Это было последнее, самое жестокое испытание — памятью и любовью. Ее тянуло побежать за призраком, упасть на колени и рыдать. Но она помнила завет волхва. Она должна была идти вперед, к тем, кто взял душу ее матушки.
За белым болотом начиналось само Царство. Вода стала черной, как чернила. Кривые ольхи склонились над гладью, будто заглядывая в свое отражение. Кусты сплетались в непролазные стены. В воздухе зазвучали странные звуки — то ли тихий смех, то ли всхлипы, то ли стук, будто кто-то бил по глиняному горшку. Через сучья деревьев, она видела очертания похожего на жилище, а сердце подсказывало, что дошла, до нужного места.

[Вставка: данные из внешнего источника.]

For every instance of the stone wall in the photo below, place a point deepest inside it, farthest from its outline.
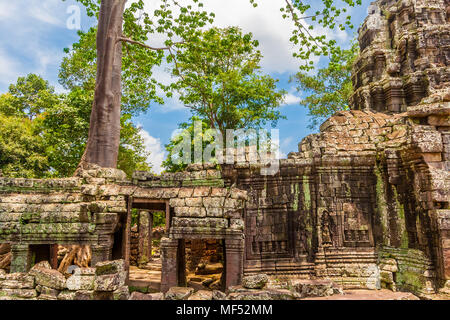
(365, 202)
(104, 282)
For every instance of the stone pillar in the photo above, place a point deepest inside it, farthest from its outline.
(20, 258)
(100, 253)
(169, 272)
(234, 260)
(145, 237)
(54, 256)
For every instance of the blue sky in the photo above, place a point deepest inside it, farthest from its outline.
(34, 34)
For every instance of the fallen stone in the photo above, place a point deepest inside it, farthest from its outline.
(257, 281)
(47, 291)
(218, 295)
(108, 282)
(66, 295)
(42, 264)
(249, 295)
(82, 279)
(18, 293)
(283, 294)
(17, 281)
(201, 295)
(179, 293)
(122, 293)
(136, 295)
(314, 288)
(49, 278)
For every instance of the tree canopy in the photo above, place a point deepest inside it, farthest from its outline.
(329, 89)
(220, 81)
(43, 134)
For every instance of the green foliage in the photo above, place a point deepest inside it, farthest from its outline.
(28, 97)
(330, 88)
(186, 128)
(79, 68)
(309, 15)
(45, 133)
(159, 219)
(21, 150)
(219, 79)
(139, 86)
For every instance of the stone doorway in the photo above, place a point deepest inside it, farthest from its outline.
(150, 221)
(205, 261)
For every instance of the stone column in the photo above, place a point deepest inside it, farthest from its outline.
(100, 253)
(145, 237)
(54, 256)
(234, 260)
(20, 258)
(169, 272)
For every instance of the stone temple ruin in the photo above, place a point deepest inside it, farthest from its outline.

И вот, наконец, она вышла на островок посреди трясины. На бугорке, поросшей багровыми ягодами клюквы, сидели кикиморы. За ними высится большая кочка поросшая мхом и невысоким кустарником.
Их было три. Не уродливые бабки из страшных сказок, а существа с лицами вечно юными, но глазами — старыми, как сама трясина. Волосы их, цвета тины и болотных огней, спускались до земли, спутанные с корнями и стеблями. Одна плела из осоки невидимую сеть, вторая тихо напевала, смотря в черную воду, а третья, самая старшая, уставилась на Мирославу взглядом, в котором не было ни злобы, ни доброты, лишь холодное, древнее любопытство.
— Ну что, должница наша пришла? — произнесла та, что пела, и голос ее был похож на шелест камыша. — Пришла отдавать, что должна?
Мирослава, сердце которой колотилось, как птица в клетке, сделала шаг вперед. Ее путь через чащу закалил ее. Она выпрямилась и посмотрела в те самые глаза, что видели, как рождались и умирали тысячелетья.
— Я пришла не отдавать долг, — сказала она, и голос ее не дрогнул. — Я пришла говорить о цене за мир.